No-one is enraged by the discussion of earthquake triggering, but I for one am upset by your fear-mongering and baseless predictions. The ideas of triggering and clustering are neither new nor revolutionary. Both concepts are demonstrated in small scale areas, and on certain time scales. Clustering and triggering are not the same thing. There is abundant literature on these topics. You have not “ignited the debate”, you are not a protagonist in this debate, as you are completely unaware of the debate, because you have failed to avail yourself of the literature, and I have seen no evidence that you have contacted anyone with expertise on these topics, as you continually recycle quotes from other popular sources instead of doing your own interviews. You have clearly not done your fact checking, and apparently your editors are not doing so either.
You seem to have misunderstood the intention behind legitimate criticism of your scientific inaccuracies. If you have not seen it already, I suggest you look at the IRIS website’s outreach page (http://www.iris.edu/hq/retm) where they provide to the public the actual data on earthquake frequency and location: the data you obliquely suggest must exist in your article. You seem to simultaneously attribute global temporal coincidence of large earthquakes to “clustering” and also insist that stress transfer across a single plate must play a role (in your choice of the San Andreas as the “next big one”). You are unaware that the Chilean earthquake occurred on the boundary between the Nazca and South American plates, not on the Pacific Plate?

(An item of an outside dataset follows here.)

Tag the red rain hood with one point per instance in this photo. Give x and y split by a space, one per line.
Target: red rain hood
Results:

Direct triggering occurs when the seismic waves from one earthquake pass through another distant area, causing small ground accelerations which can trigger earthquakes. Hydrothermal areas are particularly susceptible to this phenomenon (e.g. the Yellowstone example which you cited). However, there is no clear mechanism for one earthquake to trigger another long after the waves have passed- even years after. That is why it is necessary to use statistical approaches to test the two hypotheses – a) that large earthquakes are randomly distributed in time, and probably not causing each other, vs. b) that they are non-random, and more likely to occur in clusters. As I spelled out in my last email to you, the issue remains that the time-series of very large earthquakes is not long enough at this point, because of their relative rarity, to establish certainty. Even if the statistics imply that they occur in clusters, this does not necessarily mean that they are causing each other; it is also possible that there is a common cause for all of them.

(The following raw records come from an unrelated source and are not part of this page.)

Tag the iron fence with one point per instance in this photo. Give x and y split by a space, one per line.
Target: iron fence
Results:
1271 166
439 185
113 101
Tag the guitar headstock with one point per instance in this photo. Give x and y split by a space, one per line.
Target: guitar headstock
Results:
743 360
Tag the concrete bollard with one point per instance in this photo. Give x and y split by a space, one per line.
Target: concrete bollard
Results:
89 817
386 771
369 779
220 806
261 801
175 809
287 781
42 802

Why don’t you admit to your inaccuracies? Why don’t you do your research before publishing? The Newsweek article was embarrassing, to repeat and defend your mistake is inexcusable. Judging from your comment in the Daily Beast column, many members of the geophysics community have written to you and offered information and assistance. We desperately want to see accurate and useful information spread to the public. We have the data and you have the platform.
Christie Rowe
On 3/25/11 7:10 AM, Simon Winchester wrote:
The spelling errors are being taken care of. The rest – I am just going to have to let it play out and, if I am so wrong, take my lumps.
Simon Winchester
Sent from my iPad
Class act, I’m sure you’ll agree.
See Christie’s public note on Facebook and read her response blog post in Scientific American: Earthquake triggering, and why we don’t know where the next big one will strike.
Some form of training should be mandatory for any “journalist” who wishes to report on science. This kind of nonsense fills me with rage.